Batch vs. Online Learning

Machine learning algorithms can be classified into batch or online methods by whether or not the algorithms can learn incrementally as new data arrive.

Batch Learning

Batch learning methods are not capable of learning incrementally. They typically construct models using the full training set, which are then placed into production. If we want batch learning algorithms to learn from new data as it arrives, we must construct a new model from scratch on the full training set and the new data. This is also called offline learning. If the amount of data is huge, training on the full data may incur a high cost of computing resources (i.e., CPU, memory, storage, disk I/O, etc.).

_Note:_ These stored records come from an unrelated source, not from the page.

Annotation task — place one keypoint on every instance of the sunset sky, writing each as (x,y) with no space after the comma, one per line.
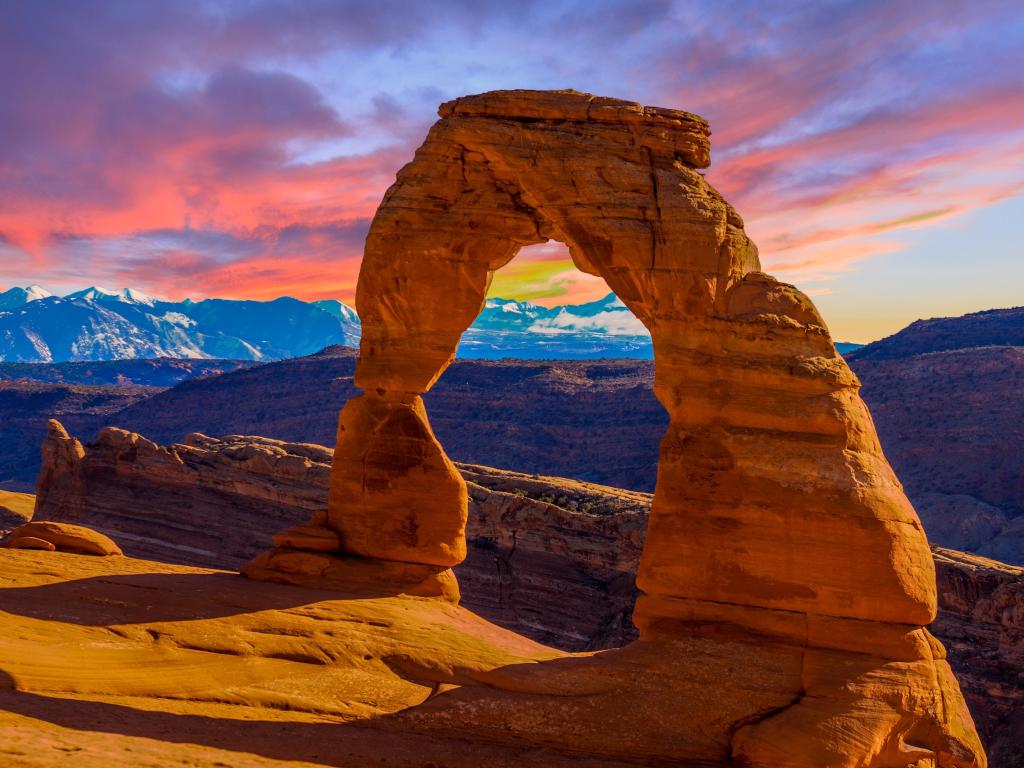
(240,148)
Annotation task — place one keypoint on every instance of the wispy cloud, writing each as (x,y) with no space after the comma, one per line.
(240,148)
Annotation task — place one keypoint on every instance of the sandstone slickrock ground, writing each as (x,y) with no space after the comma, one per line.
(554,559)
(769,453)
(950,424)
(782,561)
(550,558)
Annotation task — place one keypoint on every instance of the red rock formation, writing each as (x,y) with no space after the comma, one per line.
(64,537)
(981,621)
(550,558)
(776,520)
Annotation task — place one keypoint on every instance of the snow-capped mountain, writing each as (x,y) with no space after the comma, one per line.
(15,297)
(125,295)
(98,324)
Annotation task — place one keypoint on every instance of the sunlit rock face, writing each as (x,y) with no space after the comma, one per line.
(785,579)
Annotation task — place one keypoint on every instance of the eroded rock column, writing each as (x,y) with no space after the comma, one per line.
(777,524)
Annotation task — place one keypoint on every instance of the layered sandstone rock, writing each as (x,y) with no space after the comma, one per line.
(981,621)
(776,523)
(550,558)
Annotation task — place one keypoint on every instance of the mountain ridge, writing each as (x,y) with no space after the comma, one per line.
(101,324)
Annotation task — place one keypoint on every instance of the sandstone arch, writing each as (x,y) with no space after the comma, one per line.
(775,514)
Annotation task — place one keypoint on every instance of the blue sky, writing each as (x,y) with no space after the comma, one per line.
(239,148)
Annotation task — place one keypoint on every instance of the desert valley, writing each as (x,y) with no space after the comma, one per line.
(548,384)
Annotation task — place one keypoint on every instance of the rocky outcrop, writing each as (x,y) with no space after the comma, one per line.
(535,543)
(981,622)
(952,422)
(15,509)
(776,521)
(61,537)
(550,558)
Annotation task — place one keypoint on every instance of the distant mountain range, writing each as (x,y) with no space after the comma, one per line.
(945,395)
(97,324)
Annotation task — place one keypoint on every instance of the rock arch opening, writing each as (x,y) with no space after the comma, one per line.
(568,394)
(776,522)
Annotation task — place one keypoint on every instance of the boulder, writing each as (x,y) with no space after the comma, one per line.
(64,538)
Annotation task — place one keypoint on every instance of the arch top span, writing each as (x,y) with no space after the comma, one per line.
(614,180)
(777,527)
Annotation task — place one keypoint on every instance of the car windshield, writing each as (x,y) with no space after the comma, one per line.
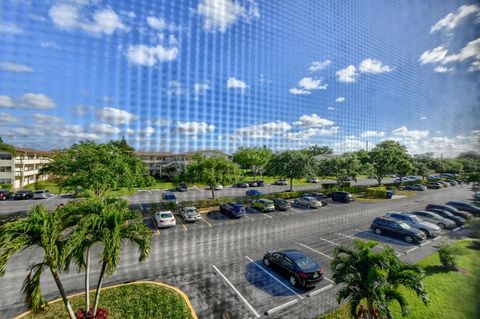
(305,263)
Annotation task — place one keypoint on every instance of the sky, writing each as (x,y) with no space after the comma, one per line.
(219,74)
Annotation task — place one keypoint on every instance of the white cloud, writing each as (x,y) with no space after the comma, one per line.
(434,55)
(15,67)
(218,15)
(312,121)
(7,118)
(116,116)
(194,128)
(297,91)
(36,101)
(373,66)
(372,134)
(312,84)
(10,28)
(234,83)
(347,75)
(6,101)
(148,56)
(104,128)
(319,65)
(452,20)
(412,134)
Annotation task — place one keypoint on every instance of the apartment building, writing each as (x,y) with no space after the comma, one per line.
(22,168)
(158,162)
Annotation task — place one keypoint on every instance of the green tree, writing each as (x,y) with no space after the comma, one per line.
(374,277)
(45,230)
(291,164)
(97,167)
(212,171)
(253,158)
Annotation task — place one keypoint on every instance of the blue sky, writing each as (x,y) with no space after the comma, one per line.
(219,74)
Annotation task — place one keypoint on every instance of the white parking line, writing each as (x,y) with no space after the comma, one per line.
(282,306)
(315,292)
(268,273)
(318,252)
(237,292)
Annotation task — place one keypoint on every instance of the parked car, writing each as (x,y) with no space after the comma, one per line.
(182,187)
(395,228)
(281,204)
(450,209)
(436,219)
(342,197)
(5,194)
(301,270)
(310,202)
(430,230)
(263,205)
(253,192)
(169,197)
(434,185)
(466,207)
(459,221)
(23,194)
(416,187)
(281,182)
(321,197)
(41,194)
(164,219)
(233,209)
(189,214)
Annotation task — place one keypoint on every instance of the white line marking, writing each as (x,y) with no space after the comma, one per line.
(313,293)
(237,292)
(290,289)
(318,252)
(282,306)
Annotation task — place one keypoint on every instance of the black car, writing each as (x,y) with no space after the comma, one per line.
(5,194)
(396,228)
(233,209)
(301,270)
(459,221)
(466,207)
(281,204)
(319,196)
(342,197)
(182,187)
(450,209)
(23,194)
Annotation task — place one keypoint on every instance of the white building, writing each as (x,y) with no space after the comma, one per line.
(22,168)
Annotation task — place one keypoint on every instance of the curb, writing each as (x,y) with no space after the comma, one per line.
(177,290)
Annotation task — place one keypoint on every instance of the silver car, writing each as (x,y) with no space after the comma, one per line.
(308,201)
(189,214)
(431,230)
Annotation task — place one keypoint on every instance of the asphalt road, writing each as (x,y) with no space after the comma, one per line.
(217,261)
(152,196)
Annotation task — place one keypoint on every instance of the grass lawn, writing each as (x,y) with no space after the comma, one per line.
(453,295)
(142,300)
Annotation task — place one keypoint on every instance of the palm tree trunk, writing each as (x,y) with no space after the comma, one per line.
(87,281)
(99,287)
(67,304)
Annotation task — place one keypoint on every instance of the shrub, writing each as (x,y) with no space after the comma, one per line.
(448,254)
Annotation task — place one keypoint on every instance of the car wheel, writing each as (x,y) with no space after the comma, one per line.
(408,239)
(266,262)
(293,281)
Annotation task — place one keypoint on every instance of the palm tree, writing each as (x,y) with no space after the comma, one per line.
(47,231)
(374,277)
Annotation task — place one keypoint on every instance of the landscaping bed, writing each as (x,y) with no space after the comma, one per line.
(130,301)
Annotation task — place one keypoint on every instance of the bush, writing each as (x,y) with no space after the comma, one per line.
(448,254)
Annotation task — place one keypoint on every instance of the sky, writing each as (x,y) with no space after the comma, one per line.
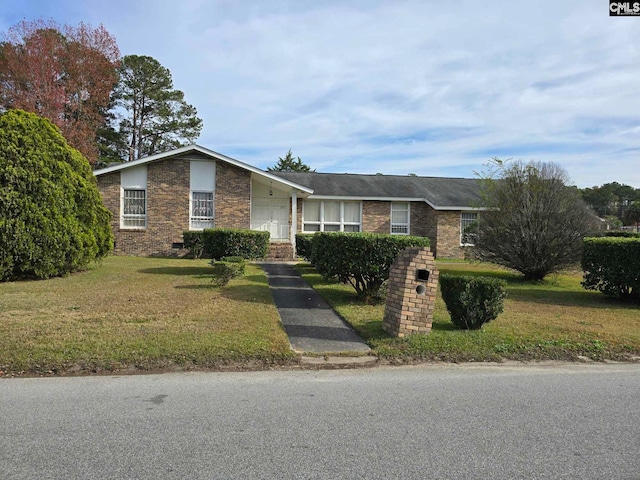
(395,87)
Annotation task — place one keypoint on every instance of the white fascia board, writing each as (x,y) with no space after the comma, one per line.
(394,199)
(352,198)
(183,151)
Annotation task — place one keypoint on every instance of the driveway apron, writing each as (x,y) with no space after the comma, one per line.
(310,323)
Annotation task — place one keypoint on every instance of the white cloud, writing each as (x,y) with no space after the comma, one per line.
(429,87)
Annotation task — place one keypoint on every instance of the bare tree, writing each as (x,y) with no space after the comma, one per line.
(534,222)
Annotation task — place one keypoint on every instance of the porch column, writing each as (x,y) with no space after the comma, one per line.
(294,219)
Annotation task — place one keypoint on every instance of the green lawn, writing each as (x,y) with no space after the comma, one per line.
(143,314)
(553,319)
(139,314)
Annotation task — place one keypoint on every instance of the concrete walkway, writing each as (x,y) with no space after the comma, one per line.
(310,323)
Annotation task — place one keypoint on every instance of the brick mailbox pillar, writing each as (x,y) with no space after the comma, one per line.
(411,294)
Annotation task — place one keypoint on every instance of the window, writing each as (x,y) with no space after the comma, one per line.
(201,210)
(468,228)
(400,218)
(331,216)
(134,209)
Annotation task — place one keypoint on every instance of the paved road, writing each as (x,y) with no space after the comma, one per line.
(444,422)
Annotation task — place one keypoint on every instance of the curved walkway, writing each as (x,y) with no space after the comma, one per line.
(310,323)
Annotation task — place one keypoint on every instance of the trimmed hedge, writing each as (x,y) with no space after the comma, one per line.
(303,245)
(361,259)
(225,269)
(611,265)
(472,301)
(194,242)
(227,242)
(624,234)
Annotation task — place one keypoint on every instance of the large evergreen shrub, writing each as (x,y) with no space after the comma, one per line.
(52,218)
(611,265)
(472,301)
(361,259)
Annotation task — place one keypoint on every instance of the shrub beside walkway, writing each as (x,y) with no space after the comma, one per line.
(310,323)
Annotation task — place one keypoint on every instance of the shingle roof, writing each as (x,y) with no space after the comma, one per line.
(440,193)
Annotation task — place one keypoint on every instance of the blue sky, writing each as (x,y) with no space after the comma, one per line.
(396,87)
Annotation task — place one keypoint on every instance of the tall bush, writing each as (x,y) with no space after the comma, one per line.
(361,259)
(611,265)
(232,242)
(52,218)
(472,301)
(533,222)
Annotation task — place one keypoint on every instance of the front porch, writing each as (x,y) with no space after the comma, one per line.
(274,210)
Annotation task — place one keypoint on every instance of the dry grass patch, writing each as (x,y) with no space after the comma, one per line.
(553,319)
(140,313)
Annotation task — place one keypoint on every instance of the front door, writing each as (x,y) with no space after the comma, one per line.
(271,215)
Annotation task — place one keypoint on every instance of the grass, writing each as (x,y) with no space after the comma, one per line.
(144,314)
(139,313)
(553,319)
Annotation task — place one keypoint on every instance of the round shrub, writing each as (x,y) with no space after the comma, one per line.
(52,219)
(472,301)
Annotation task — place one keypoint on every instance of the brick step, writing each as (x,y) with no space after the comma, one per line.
(282,252)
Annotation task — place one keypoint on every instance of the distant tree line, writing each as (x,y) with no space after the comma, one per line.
(107,107)
(616,202)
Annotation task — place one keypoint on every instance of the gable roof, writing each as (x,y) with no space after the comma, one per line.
(439,192)
(197,149)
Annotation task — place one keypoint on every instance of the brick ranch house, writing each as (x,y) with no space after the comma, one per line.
(155,199)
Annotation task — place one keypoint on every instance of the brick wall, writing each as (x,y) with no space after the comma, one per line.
(442,228)
(168,188)
(233,196)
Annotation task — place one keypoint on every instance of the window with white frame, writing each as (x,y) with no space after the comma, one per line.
(468,228)
(400,218)
(134,208)
(201,210)
(202,186)
(133,202)
(331,216)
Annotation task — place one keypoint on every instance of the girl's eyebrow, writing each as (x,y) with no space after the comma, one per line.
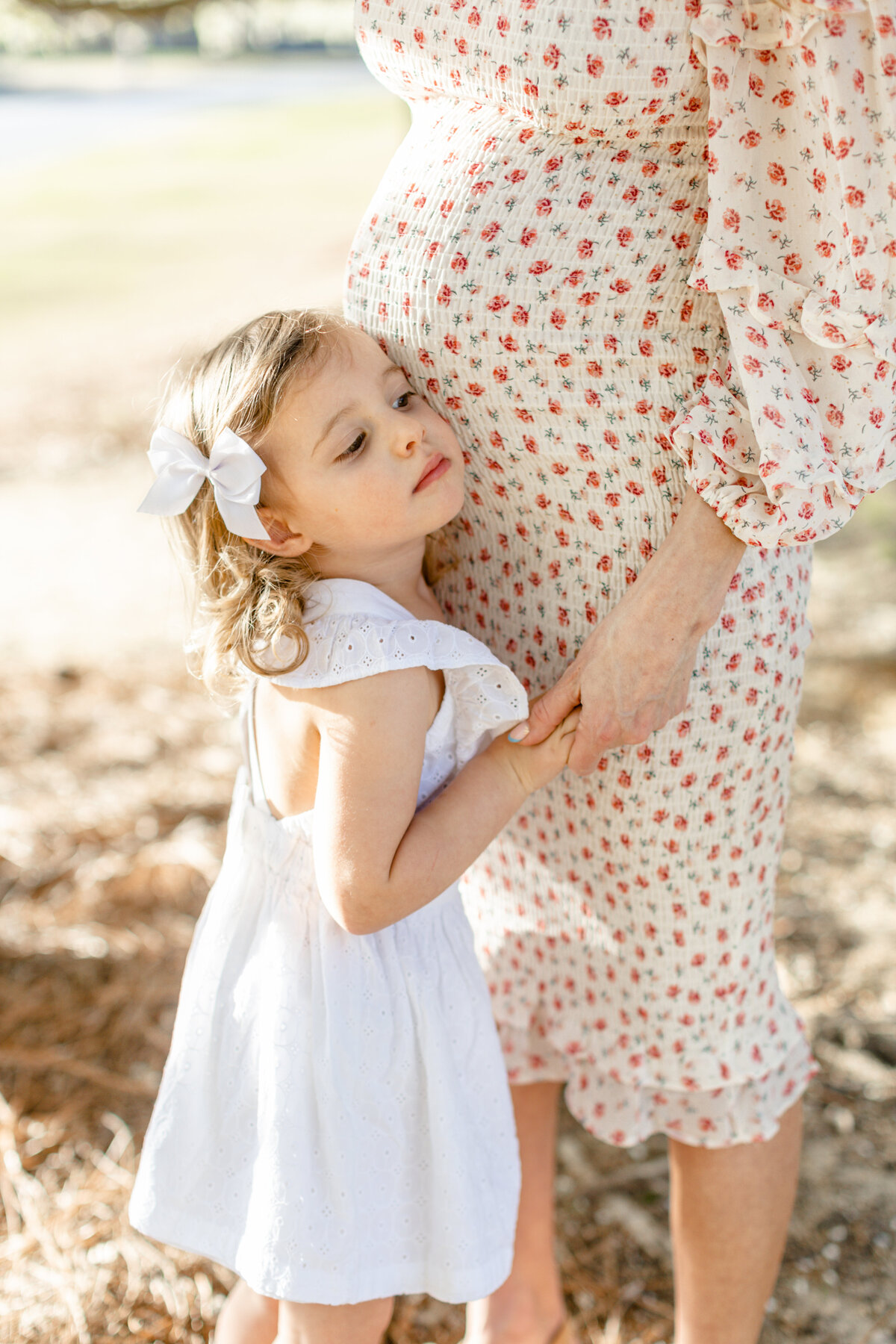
(347,410)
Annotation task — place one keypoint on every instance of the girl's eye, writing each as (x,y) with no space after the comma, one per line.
(354,449)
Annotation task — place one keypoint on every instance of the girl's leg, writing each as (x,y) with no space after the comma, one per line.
(729,1216)
(528,1308)
(309,1323)
(246,1317)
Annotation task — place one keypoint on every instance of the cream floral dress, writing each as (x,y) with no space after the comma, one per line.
(630,249)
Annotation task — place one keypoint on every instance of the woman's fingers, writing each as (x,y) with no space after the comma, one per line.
(547,712)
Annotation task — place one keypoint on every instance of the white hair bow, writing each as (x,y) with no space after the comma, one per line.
(233,467)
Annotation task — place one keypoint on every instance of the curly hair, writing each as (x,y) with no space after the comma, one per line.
(247,604)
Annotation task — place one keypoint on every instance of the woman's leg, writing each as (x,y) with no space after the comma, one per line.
(729,1216)
(528,1308)
(309,1323)
(246,1317)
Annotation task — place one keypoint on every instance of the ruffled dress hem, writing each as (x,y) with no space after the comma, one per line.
(206,1239)
(625,1113)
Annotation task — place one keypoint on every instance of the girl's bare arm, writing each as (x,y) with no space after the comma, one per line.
(378,859)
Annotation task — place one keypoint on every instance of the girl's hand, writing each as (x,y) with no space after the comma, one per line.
(633,673)
(536,765)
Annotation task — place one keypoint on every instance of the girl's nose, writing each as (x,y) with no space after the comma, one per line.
(408,436)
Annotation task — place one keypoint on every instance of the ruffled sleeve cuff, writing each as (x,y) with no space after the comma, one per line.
(797,420)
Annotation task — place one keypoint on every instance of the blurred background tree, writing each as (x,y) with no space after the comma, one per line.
(210,27)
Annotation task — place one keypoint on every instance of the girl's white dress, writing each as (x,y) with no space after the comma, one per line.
(334,1120)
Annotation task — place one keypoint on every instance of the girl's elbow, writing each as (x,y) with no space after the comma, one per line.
(356,913)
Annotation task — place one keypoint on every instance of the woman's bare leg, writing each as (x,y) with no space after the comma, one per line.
(729,1216)
(246,1317)
(308,1323)
(528,1308)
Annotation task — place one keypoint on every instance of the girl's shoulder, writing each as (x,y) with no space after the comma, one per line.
(355,631)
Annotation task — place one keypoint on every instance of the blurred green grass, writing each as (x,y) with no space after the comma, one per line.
(117,260)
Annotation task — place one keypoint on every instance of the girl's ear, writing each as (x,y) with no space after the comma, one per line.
(281,541)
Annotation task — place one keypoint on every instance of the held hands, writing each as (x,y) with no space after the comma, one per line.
(536,765)
(635,671)
(630,678)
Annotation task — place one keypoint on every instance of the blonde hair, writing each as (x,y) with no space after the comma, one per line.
(247,604)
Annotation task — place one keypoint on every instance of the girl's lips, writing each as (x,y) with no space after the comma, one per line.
(437,467)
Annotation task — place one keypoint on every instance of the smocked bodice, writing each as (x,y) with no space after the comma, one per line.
(598,72)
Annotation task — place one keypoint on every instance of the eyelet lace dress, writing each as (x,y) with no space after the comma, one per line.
(334,1120)
(629,249)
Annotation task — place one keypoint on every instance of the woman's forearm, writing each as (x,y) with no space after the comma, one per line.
(691,571)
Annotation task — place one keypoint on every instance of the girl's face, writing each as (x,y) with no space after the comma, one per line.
(359,465)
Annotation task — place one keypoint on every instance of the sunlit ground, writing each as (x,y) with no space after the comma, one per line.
(116,771)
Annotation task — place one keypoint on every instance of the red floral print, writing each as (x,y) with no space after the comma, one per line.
(623,921)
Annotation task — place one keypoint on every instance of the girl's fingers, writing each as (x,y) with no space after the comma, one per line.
(547,712)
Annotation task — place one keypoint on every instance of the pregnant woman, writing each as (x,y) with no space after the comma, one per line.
(642,258)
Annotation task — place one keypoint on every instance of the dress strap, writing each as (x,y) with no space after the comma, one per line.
(250,752)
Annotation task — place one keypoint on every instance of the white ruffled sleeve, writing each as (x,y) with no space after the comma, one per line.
(355,631)
(797,420)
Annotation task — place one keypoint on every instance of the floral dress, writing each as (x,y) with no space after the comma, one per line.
(628,250)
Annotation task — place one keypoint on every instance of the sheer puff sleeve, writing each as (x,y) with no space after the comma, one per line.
(797,418)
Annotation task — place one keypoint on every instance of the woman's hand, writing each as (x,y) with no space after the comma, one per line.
(535,764)
(633,673)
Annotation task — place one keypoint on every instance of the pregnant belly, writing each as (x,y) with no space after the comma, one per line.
(484,225)
(536,292)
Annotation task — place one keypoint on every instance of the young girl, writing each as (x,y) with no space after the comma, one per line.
(334,1121)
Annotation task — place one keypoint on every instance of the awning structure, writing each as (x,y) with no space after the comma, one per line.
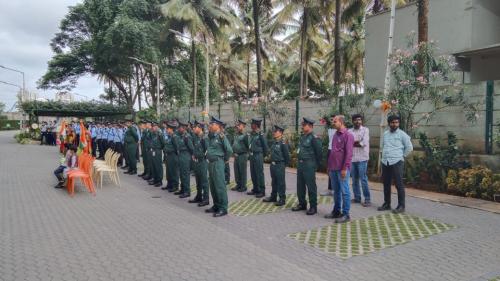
(75,109)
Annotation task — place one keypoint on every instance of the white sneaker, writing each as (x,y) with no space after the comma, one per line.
(327,193)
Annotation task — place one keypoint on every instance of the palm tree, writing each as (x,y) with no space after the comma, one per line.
(257,12)
(202,19)
(310,28)
(423,27)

If our system does not need to adapt to rapidly changing data, then the batch learning approach may be good enough. If we do not need to update our model very often, we benefit from the advantages of the batch learning approach. i.e. the whole process of training, evaluation and testing is very simple and straightforward and often leads to better results than online methods. I have developed batch learning algorithms for knowledge graph embedding projects. For my future work, I am also planning to develop an online method for these projects to adapt to dynamically changing knowledge graphs.

Online Learning

An online learning algorithm trains a model incrementally from a stream of incoming data. Generally, online methods are fast and cheap, and execute with constant (or at least sub-linear) time and space complexity. Hence they usually do not require a lot of computing resources. Online algorithms achieve this because they do not need the full data to train a model – once they have learned from new data, it can typically be discarded. I have developed an online method for the prediction of user’s future actions. These user actions happen very frequently with very short time gaps between actions. Online learning algorithms are more appropriate than batch learning methods for this task.